Die Dekors sind dabei 70-er Jahre pur. Klamotten, Autos, Gegenstände sind (für damalige Verhältnisse) extrem modern und tragen keinerlei Reminiszenz mehr an die Dunklen 60-er. Die Sportszenen sind sehr dynamisch und zeigen die Routine und das Können des Zeichners, die Gesichtspartien, insbesondere der Mund, gelingen dagegen wie so häufig nicht immer. Dieses kleine Manko wird durch das innovative, abwechslungsreiche Layout aber vollkommen ausgeglichen!

ZACK-Nostalgie pur!

Section R ist eine der wenigen ZACK-Serien, die es noch nicht geschafft hat, mehrfach verwertet auf Deutsch vorzuliegen. Im Gegenteil, gleich der erste Band der Gesamtausgabe enthält zwei Erstveröffentlichungen (und erzählt erstmals die Geschichten in der richtigen Reihenfolge). Für Fans von damals also nun die Gelegenheit, der Nostalgie zu frönen und gleichzeitig Lücken zu schließen!

Detail Section R 1 page 9

Dazu passen Dropkick Murphys mit „Chesterfields and Aftershave” und eine Kirsch-Cola.

© der Abbildungen Dream Team Management SAS / 2024 All Verlag

Vernes/Vance – Bob Morane 5

Der Archipel des Schreckens

Autor: Henri Vernes

Zeichnungen: William Vance

Originaltitel: Bob Morane – Tome 15 – L´archipel de la terreur

All Verlag

Hardcover | 48 Seiten | Farbe | 17,80 € |

Cover Vernes/Vance Bob Morane 5

Bob Morane ist eine derjenigen Serien, die Bibliothekar*innen und Sammler*innen zur Verzweiflung treiben kann. Nicht nur, dass die veröffentlichenden Verlage in der Vergangenheit häufig laufende Projekte vorzeitig abgebrochen haben und es viele Überlappungen zwischen den einzelnen Reihen gibt, mittlerweile gibt es auch Serien, die nicht mehr auf den Werken des eigentlichen Schöpfers beruhen und die auf Deutsch im ZACK und bei Splitter erscheinen. Was solls, Fans können sich freuen, dass aktuell zumindest die Werke von Dino Attanasio, Gerald Forton und William Vance in vorzüglichen Ausgaben kommen.

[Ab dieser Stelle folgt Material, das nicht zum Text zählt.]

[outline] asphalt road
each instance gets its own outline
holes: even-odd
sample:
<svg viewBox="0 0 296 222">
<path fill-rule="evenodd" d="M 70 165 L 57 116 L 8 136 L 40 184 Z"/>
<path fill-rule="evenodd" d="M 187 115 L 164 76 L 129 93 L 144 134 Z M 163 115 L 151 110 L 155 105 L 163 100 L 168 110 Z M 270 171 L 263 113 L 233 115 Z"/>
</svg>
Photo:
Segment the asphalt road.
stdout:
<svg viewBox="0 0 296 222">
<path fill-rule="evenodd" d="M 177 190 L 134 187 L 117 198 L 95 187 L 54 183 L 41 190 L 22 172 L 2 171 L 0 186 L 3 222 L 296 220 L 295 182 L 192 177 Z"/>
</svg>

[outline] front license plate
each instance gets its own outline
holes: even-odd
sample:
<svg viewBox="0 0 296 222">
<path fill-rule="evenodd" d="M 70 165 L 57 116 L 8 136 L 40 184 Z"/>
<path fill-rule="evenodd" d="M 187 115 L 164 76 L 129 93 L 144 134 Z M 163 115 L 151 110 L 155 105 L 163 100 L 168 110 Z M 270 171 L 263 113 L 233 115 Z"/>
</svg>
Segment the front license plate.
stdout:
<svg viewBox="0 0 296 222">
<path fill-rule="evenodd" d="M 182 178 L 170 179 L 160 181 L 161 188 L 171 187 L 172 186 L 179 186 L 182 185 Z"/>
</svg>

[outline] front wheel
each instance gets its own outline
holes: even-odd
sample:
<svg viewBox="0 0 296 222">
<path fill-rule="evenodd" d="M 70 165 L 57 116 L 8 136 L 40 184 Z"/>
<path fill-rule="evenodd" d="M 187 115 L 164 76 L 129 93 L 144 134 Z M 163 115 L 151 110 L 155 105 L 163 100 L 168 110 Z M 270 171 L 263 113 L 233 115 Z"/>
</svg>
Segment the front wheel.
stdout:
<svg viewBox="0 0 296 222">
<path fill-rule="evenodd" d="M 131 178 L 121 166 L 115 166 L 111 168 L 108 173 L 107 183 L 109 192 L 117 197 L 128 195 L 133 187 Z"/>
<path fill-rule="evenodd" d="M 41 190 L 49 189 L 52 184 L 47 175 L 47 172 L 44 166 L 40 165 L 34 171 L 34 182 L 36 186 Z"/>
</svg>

Monstrositäten und Magnetstrahlen

Alles beginnt wie so oft in einem Flugzeug. Während Bill sich freut, seinen Freund Bob Morane bald mit der Anwesenheit von Sophia überraschen zu können, weicht die Maschine signifikant vom Kurs ab und steuert eine kleine unbewohnte Inselgruppe an. Die Piloten können sich den Kurswechsel nicht erklären und verlieren dann auch noch den Kontakt zum Flughafen. Die Maschine landet auf dem Wasser, ihre Flügel werden von Rumpf abgetrennt und sie wird von einem unbekannten Strahl in das Innere einer Höhle gezogen.

Vernes/Vance Bob Morane 5 page 7

Als Bob Morane erfahren muss, dass bereits mehrere Maschinen in dieser Gegend vermisst werden, macht er sich mit einem kleinen Boot auf zu dem Archipel des Schreckens. Auch er wird von einer unbekannten Kraft angezogen und kann von Glück sagen, dass nur der Mast seines Bootes von einem unsichtbaren Feld gekappt wird. Kaum gelandet, muss er sich monströs großer Krabben und fliegender Bälle erwehren.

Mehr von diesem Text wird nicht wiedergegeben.